Materials and Methods: This was a descriptive and correlational research that was designed in Sayyed-Al-Shohda Hospital affiliated to Isfahan University of Medical Sciences, Iran in 2013. Two hundred and ten adult patients who had been suffering from cancer were selected and completed the personal/demographic/illness questionnaire and the multi-dimensional body-self relations questionnaire that contained 64-items with appearance orientation, appearance evaluation, fitness evaluation, fitness orientation, health evaluation, health orientation, illness orientation, body areas satisfaction, self-classified weight and overweight preoccupation sub-scales. Data were analyzed by ANOVA and Pearson correlation with a significance level of P < 0.05.
Results: The mean (standard deviation (scores of body image in cancer patients was 184.40 (43.68) indicating that 58.3% of them had negative body image. In addition, most of patients had negative health evaluation (60.2%), negative appearance evaluation (63%), negative illness orientation (61%), and negative fitness orientation (56%). Furthermore, there were no significant correlations between type of cancer (P = 0.5, f = 0.3), kind of treatment (P = 0.8, f = 5.2) and duration of illness with body image (P = 0.6, r = −0.2).
Conclusion: In this study most of the cancer patients had body image disturbances. Also, body image in this group wasn't associated with the type of cancer, kind of treatment and duration of illness. Totally, these results underscore the importance of assessing and treating body image disturbance in cancer patients.
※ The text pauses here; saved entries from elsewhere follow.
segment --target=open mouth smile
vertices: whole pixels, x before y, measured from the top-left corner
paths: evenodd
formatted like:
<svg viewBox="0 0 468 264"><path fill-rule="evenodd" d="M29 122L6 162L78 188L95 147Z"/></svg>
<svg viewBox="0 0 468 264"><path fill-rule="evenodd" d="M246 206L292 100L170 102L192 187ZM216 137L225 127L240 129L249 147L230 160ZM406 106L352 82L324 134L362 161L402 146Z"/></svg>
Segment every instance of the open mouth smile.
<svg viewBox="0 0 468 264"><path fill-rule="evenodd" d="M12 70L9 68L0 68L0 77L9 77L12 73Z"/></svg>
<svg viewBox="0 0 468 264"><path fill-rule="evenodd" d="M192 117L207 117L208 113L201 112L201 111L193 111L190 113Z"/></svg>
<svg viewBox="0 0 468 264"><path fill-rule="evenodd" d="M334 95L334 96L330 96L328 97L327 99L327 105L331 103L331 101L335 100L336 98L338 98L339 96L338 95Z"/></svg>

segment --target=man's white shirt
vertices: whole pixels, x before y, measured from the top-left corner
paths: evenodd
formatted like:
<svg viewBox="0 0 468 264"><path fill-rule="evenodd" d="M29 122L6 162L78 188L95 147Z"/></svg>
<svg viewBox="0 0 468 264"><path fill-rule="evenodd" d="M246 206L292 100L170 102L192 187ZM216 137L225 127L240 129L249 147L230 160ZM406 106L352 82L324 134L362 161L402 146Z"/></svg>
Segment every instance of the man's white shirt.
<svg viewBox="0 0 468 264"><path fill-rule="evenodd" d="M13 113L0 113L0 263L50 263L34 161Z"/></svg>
Keywords: Body image, cancer, health, nursing

How to cite this article:
Bahrami M, Mohamadirizi M, Mohamadirizi S, Hosseini SA. Evaluation of body image in cancer patients and its association with clinical variables. J Edu Health Promot 2017;6:81

How to cite this URL:
Bahrami M, Mohamadirizi M, Mohamadirizi S, Hosseini SA. Evaluation of body image in cancer patients and its association with clinical variables. J Edu Health Promot [serial online] 2017 [cited 2023 Sep 26];6:81. Available from: https://www.jehp.net//text.asp?2017/6/1/81/215948

  Introduction Top

One of the factors having a great impact on the individual's identity formation is her/his body image. A person's body image is a product of his/her social and psychological experiences and is shaped by the person's impression and sense of his/her physical appearance.[1]

Body image would be exposed to the threat when any probable, or real, change in the function or appearance of the body happens. In other words, there are many factors that leads to person's body image disturbance, some of these include burning, face scars, decreased physical function such as kidney failure and paralysis, or change in the body structure like ileostomy and colostomy. In response to body image change, individuals should develop self-protective or coping strategies.[2]

In spite of enormous achievements in diagnosis and treatment of cancer, it is still associated with pain, limitation, disordered body, and even death.[3] The influence of cancer or cancer treatments may involve loss of a body parts, scarring, having to adjust to a prosthesis, decreased physical activities, tumor affecting the neck, eye, head, hair loss, chemotherapy, and radiotherapy. Each and every one of these changes would expose body image to the threat.[4] Even, in some cases severe disease such as fatigue, sleeplessness, and respiratory disorders may happen, too. The results, then, would be nothing but stress, anxiety, and sorrow for both the patients and their families.[1] Hence, in order to support cancer patients, nurses need to identify different physio-psycho-social needs of patients using a holistic approach.[5]

Psychological, body image disturbance has a direct relationship with low self-confidence, sexual functioning, weak social relationships, and depression.[6],[7] In addition, body image disturbance, in patients with cancer, is known as one of the most important physical, mental, and social changes [8] which greatly effect on the patients' come back to their normal lives.[9] That is to say that emotional, cognitive, behavioral, and social factor also have high impacts on shaping the body image.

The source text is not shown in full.